HTML Version    Schriftgröße: A A A        

Treffen deutschsprachiger Lebenshilfe-Organisationen

Vom 3.-5.Juli 2008 trafen sich die deutschsprachigen „Lebenshilfe“-Organisationen zum traditionellen jährlichen Ländertreffen diesmal in Wien. Die Lebenshilfe Wien war dabei.

 

Zum Ländertreffen, welches auf eine Initiative von Maria Bruckmüller von der Lebenshilfe Österreich in den 90er Jahren zurückgeht, kommen alljährlich die Lebenshilfe Österreich, die Lebenshilfe Deutschland, die Lebenshilfe Südtirol, Insieme Schweiz und APEMH Luxemburg zum Erfahrungsaustausch und Bearbeiten gemeinsamer Themen in den jeweiligen Herkunftsländern zusammen. Beim diesmaligen Treffen in Wien war mit Bernhard Schmid und Hannes Traxler auch die Lebenshilfe Wien vertreten.

Zu Beginn stand ein Besuch bei Bundeskanzler Alfred Gusenbauer am Programm, der vom Bundesvorsitzenden der Lebenshilfe Deutschland, Robert Antretter, vermittelt wurde. Der Bundeskanzler nahm sich für die Delegation mehr als eine halbe Stunde Zeit, um die wichtigsten Anliegen der Lebenshilfe Österreich entgegenzunehmen (baldige Ratifizierung der UN-Konvention, Streichung der Eugenischen Indikation, Verbesserungen beim Pflegegeld). Gusenbauer zeigte großen Sachverstand und Verständnis und betonte auch seinen persönlichen Bezug zur Lebenshilfe Kemmelbach in der Nähe seines Geburtsorts Ybbs a.d.
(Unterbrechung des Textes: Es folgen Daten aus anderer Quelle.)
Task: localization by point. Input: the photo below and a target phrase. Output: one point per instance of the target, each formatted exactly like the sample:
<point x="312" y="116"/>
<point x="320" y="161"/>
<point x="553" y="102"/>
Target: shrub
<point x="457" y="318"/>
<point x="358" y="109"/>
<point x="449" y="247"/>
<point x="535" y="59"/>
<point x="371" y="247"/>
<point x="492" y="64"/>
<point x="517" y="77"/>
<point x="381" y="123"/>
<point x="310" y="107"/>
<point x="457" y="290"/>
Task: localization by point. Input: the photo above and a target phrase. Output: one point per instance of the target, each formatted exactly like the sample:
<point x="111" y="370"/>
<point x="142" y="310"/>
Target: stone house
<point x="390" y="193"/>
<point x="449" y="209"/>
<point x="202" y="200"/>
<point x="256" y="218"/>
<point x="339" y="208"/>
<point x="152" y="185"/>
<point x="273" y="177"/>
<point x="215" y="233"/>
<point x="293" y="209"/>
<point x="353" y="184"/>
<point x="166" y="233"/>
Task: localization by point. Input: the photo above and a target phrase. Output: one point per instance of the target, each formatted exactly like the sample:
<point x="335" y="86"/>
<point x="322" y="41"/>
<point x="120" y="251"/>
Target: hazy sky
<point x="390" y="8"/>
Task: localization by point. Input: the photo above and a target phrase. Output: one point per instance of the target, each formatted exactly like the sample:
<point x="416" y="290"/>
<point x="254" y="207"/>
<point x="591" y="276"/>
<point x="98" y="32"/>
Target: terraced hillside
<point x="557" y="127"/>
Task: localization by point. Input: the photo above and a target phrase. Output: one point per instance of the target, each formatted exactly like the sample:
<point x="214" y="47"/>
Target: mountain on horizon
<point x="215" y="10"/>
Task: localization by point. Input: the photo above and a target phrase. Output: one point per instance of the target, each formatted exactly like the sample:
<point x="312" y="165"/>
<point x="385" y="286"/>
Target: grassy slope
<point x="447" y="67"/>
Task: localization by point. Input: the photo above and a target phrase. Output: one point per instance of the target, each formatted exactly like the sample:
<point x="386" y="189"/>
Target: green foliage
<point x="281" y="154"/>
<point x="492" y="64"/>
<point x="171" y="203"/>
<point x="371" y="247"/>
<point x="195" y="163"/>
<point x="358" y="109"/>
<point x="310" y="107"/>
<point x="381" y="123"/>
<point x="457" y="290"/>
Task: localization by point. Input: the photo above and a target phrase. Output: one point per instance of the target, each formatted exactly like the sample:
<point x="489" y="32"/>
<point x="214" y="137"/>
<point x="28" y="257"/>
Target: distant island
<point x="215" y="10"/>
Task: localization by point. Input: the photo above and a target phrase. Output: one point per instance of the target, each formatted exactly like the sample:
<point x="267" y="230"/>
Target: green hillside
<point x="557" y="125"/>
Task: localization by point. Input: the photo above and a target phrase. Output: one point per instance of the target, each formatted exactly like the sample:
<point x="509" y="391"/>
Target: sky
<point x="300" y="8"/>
Donau.

In den folgenden Arbeitssitzungen waren u.a. die Auswirkungen und strategische Umsetzungsmaßnahmen der UN-Konvention für die Rechte von Menschen mit Behinderungen, die Möglichkeiten und (derzeitigen) Grenzen der Beschäftigung von Menschen mit intellektueller Behinderung am freien Arbeitsmarkt oder wenigstens unter arbeitsmarktähnlichen Verhältnissen, sowie die zunehmende Herausforderung der Betreuung und Pflege von älteren Menschen mit Behinderung die Hauptthemen.

An einem Grundsatz-Papier zu Menschen mit „Verhaltensauffälligkeiten“ wurde weitergearbeitet und eine Modifizierung der bereits 2003 veröffentlichen „Ethischen Grundaussagen zur Biomedizin“ wurde besprochen.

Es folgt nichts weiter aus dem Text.